Small Businesses Can Leverage Web-Based Advertising With Video And Audio
admin - April 28, 2022
Motivate and Persuade Your Audience
More money is wasted on advertising than any other business function. Small and mid-sized businesses in particular throw money at advertising in a vain attempt to establish themselves in the marketplace. However, there is hope that the democratizing nature of the Web environment can even the playing field and allow smaller companies to deliver their marketing messages effectively. But before that can happen, the potential advertiser must understand what the big boys have spent a considerable amount of time and effort to find out: how to create an advertising campaign that motivates and persuades customers to do business with you.
Take Advantage of What Major Advertisers Already Know
Chuck Young, founder and CEO of Ameritest, an advertising and brand research firm and John Kastenholz, Vice President of Consumer and Market Insight at Unilever have done extensive research into how story telling, emotions, and ideas are linked in creating effective commercial advertising. Since their research was based on television advertising it holds immediate relevance to any company that intends on using the Web as a significant presentation tool for delivering their marketing message.

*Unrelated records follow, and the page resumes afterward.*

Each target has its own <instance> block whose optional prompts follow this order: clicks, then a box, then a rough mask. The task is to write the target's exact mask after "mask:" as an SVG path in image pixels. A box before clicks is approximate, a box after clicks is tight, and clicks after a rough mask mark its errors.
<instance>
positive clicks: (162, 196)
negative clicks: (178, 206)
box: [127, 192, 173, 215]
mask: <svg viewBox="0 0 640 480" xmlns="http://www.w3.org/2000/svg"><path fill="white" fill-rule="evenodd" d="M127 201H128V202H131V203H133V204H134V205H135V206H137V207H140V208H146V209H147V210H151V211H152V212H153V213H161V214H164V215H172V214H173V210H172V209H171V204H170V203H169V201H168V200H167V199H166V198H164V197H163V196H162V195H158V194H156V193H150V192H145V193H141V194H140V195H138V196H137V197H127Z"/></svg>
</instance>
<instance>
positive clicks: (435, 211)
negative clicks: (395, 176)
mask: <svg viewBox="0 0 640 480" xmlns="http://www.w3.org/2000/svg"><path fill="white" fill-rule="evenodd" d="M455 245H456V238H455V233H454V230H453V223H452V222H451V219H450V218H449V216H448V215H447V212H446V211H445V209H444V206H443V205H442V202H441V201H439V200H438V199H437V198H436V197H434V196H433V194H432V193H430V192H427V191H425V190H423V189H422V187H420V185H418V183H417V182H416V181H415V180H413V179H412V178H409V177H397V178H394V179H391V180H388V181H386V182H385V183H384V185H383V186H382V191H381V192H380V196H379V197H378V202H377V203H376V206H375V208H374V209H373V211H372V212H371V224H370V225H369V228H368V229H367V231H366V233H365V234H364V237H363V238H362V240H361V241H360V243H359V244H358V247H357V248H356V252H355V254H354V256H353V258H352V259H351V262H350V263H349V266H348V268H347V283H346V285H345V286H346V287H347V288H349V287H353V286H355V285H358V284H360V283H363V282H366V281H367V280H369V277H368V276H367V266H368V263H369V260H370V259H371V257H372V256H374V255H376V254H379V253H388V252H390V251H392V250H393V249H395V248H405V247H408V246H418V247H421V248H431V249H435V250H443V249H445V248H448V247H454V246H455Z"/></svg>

The cost of producing and airing broadcast television commercials is exorbitant, and that cost necessitates the kind of research done by Young and Kastenholz. Web-based marketers can benefit from the psychological insights provided from these studies and implement the findings in cost effective Web-video and audio presentations on websites, Google Video, Google Video Ads, YouTube, MySpace, and the countless other video presentation vehicles popping up on the Web daily.
In Chuck Young’s article, “A Film Director’s Guide To Ad Effectiveness” he states that audiences don’t just watch a commercial, video, or film, but rather they actively participate emotionally in them. By paying attention to an audience’s emotional response to short-form storytelling (commercials) the advertiser can turn mere information into a memorable experience.

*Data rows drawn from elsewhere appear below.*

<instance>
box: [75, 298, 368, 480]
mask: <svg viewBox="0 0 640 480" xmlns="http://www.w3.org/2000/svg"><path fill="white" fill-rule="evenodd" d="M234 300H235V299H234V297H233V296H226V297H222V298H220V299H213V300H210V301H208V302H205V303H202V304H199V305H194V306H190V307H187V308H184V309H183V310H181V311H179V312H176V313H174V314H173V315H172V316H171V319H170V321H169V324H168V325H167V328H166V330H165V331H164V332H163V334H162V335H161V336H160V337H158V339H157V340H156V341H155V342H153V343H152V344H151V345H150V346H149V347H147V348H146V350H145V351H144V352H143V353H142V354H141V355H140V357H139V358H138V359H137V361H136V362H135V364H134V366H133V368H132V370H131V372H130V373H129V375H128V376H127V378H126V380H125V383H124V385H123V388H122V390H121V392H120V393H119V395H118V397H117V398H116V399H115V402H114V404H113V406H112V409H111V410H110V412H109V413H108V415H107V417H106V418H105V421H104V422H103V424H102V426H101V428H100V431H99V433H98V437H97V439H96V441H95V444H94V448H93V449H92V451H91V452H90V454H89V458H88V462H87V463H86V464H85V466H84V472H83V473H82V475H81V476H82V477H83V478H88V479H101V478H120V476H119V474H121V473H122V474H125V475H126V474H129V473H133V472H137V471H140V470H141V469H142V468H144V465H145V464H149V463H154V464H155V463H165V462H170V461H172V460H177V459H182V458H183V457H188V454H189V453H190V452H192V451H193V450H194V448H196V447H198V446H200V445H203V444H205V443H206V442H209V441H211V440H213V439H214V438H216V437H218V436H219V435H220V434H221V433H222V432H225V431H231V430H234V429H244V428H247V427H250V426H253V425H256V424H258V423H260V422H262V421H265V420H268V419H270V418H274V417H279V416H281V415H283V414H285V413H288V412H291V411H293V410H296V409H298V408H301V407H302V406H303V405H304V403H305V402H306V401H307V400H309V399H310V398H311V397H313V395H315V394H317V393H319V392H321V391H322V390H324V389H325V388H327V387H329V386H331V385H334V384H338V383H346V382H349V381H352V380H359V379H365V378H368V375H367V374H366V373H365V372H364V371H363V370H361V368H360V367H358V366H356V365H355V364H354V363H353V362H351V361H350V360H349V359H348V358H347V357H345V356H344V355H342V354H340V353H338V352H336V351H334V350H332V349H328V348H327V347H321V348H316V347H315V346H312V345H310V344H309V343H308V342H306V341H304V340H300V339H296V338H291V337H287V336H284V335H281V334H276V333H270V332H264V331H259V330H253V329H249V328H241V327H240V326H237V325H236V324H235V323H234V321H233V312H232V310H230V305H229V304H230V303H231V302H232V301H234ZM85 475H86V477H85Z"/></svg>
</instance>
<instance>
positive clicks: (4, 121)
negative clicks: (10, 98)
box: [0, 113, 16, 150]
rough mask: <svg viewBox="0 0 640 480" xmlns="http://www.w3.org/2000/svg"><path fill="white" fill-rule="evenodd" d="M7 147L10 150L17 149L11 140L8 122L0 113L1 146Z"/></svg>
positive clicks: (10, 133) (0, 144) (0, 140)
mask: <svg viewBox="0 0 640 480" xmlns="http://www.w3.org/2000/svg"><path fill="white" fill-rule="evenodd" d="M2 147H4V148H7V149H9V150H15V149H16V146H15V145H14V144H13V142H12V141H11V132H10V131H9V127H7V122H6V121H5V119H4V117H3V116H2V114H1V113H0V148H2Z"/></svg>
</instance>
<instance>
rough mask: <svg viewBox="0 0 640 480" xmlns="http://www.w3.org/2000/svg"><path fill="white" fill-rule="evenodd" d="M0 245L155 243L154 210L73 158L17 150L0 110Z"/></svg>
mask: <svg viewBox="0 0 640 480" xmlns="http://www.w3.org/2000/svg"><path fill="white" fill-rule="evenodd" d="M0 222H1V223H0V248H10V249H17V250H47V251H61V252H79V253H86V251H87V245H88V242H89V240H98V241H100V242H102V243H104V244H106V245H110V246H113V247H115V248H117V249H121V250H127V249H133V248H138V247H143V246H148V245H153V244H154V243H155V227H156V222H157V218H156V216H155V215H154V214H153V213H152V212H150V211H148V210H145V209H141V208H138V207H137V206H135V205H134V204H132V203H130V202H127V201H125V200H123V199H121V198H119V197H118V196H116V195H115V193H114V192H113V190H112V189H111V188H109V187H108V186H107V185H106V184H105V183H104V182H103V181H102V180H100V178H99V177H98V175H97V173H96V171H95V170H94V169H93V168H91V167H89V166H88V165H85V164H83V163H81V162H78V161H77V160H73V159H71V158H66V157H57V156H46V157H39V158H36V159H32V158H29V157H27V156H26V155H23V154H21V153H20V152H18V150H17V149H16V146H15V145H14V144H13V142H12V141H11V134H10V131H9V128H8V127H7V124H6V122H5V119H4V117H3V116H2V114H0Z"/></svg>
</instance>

There are two ways to persuade an audience: tap into their existing belief system or change their existing belief system, a much harder challenge, but not impossible if you understand what makes people believe what they believe. We can communicate to an audience on three levels: the objective, the subjective, and the conceptual.
The Objective
Many advertisements fail because they present a rational objective argument in their presentation. Unfortunately or fortunately depending on your point-of-view, most purchases are based on emotion not objective rational decision-making.
People may justify a purchase on some rational fabrication but if truth-be-told the decision was founded on a far more emotional subjective level. Purchasing decisions based on a rational model really only work for companies who are the dominant low price leader in a commodity based marketplace – not a place most businesses want to be as margins are low and volume must be extremely high in order to make any money.
The Subjective
By tapping into the subjective level of an audience’s common experiences, experiences that form the basis of an emotional response, advertisers can present a far more powerful case than one based on mere features and specifications. Commercials or Web-based video presentations that reach an audience on this subjective level can be extremely effective in aligning a product, service or brand with an audience’s pre-existing set of beliefs – they will be comfortable in buying your wares because they see how it fits their vision of themselves.
The Conceptual
In order to actually change people’s minds rather than just convince them that you fit their pre-existing set of values and beliefs, you must reach them on a conceptual level. To achieve this level of persuasion the experience presented must not only be memorable and comprehensible; it must also be enlightening or perspective altering. This epiphany or ’seeing-the light’ will then be incorporated into the audience’s values and belief system and used as a cognitive decision-making reference.